Fast-forward a few decades, and these guys are still rocking. Despite not releasing much new material in the last 10 years, the band still does mini-tours every so often, sometimes playing at vineyards and county fairs, and sometimes smaller theater venues. This past week, they were back at it, playing one of their favorite venues in Los Angeles, the Wiltern Theater.
The Wiltern is a small, beautiful, Art Deco space that offers a much more intimate concert experience than the bigger outdoor arenas in the area and I love it when Tears for Fears plays there. I think they do too, from all the positive comments they make during their shows about the venue and Los Angeles itself. Despite originally being from England, all but one band member lives in LA now, so it’s much more like playing a hometown crowd for them, and it shows.
There’s something about going to a concert where you feel totally at home with the people surrounding you. I felt like I was seeing the show with a bunch of old pals. I went to this concert solo (as I have before – hey, babysitters are expensive!) and 40-somethings like myself from all walks of life were present, reminiscing about the time they saw them back in the 80s, discussing their personal favorite songs – it was like I never grew up. Feeling the crowd get as excited about recognizing the first chords of an old fan favorite and having a sold out crowd sing along with me to tunes I used to belt out in the car while driving to school – there was no better feeling.
And I use the term “old” lovingly. Because, let’s face it. It HAS been 30 years. That never was more evident than when my favorite member of the band, Curt Smith – the one I had a crush on when I was 13 years old – gave a shout out to his 12 and 15 year old daughters who were in the audience. Ouch. But I just call that a testament to the long-standing impact they’ve had on music through the years.
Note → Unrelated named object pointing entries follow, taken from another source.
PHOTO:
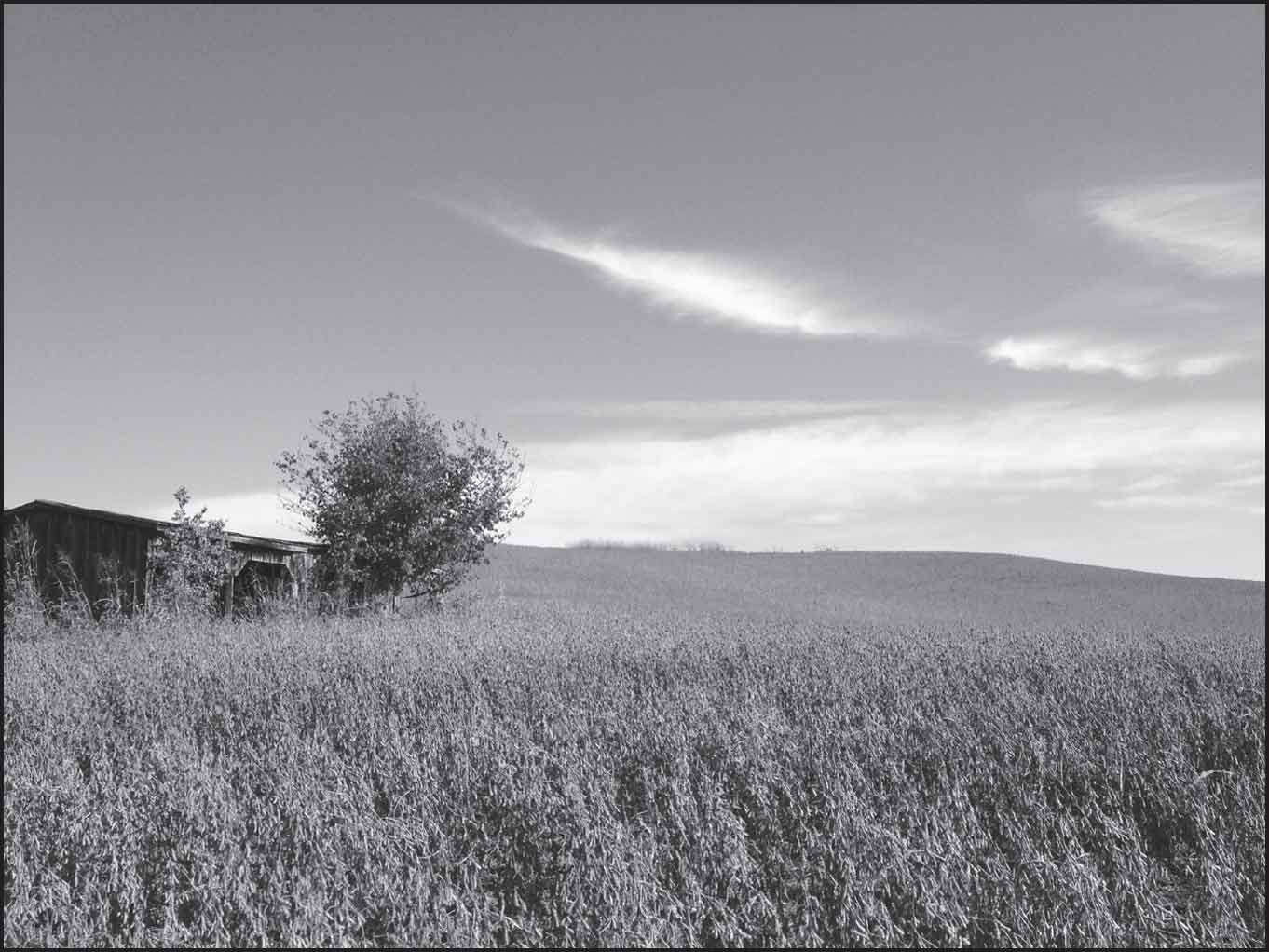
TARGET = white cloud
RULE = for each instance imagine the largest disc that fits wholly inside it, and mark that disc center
(1170, 500)
(1141, 332)
(1215, 227)
(1244, 482)
(785, 485)
(710, 287)
(1132, 358)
They are still crafting relevant, catchy tunes, still selling out venues, and as long as they do, I’ll be listening from the audience.
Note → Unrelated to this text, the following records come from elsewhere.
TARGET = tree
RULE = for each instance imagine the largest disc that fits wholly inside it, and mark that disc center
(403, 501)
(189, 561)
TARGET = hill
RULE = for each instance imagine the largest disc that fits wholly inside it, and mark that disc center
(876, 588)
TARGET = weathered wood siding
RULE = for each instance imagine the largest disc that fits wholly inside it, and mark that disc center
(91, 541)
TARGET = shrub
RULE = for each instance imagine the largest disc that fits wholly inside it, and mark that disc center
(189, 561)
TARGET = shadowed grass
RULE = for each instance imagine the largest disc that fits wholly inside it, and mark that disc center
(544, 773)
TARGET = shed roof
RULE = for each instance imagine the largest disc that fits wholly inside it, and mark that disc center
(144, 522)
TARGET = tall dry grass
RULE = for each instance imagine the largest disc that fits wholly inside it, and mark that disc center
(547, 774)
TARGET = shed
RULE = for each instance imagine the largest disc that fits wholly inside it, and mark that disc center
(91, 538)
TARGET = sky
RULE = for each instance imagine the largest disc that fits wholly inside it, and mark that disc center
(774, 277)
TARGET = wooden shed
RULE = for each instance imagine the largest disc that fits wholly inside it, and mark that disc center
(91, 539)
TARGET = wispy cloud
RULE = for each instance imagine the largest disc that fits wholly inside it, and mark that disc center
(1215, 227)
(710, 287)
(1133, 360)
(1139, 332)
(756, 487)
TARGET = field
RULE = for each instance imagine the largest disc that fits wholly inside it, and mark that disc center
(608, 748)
Some highlights of the night:
My dead-center seats in the second row of the third balcony (seriously, seat 208 if you ever see a show at The Wiltern) and the plus of having no one sit in row A, directly in front of me. Not sure how I lucked out on that one, but I had an unobstructed view all evening.
Sitting next to two guys who hilariously recounted all manner of teenage memories associated with whatever song started to play next. You’d think this would be annoying, but since I had some of the same memories, it wasn’t. I chuckled and nodded right along with them.
Waiting all night to hear some of my favorites (Woman in Chains and Break it Down Again) only to be completely elated when they decided to play my second all-time-favorite-ever TFF song, Songs from the Big Chair‘s The Working Hour, which I have not personally heard live since 1985. It’s a nearly 7-minute, lush, jazzy sax piece. And since they don’t typically have a sax player in the band, it’s impossible for them to play live. But for the LA crowd, they changed it up. It was an amazing performance. And the crowd went wild.
And I’d be remiss if I didn’t mention the band’s last encore of the night, Shout. Sure, you’ve heard it a million times, sure it might be a tad overplayed, but you can’t deny its place in 80s music history and it always gets the crowd on their feet. The energy in the room was palpable. And who could not love Curt’s youngest daughter coming up onstage (as they always do at the LA shows), to sing the song right along with the band, reminiscent of their iconic video.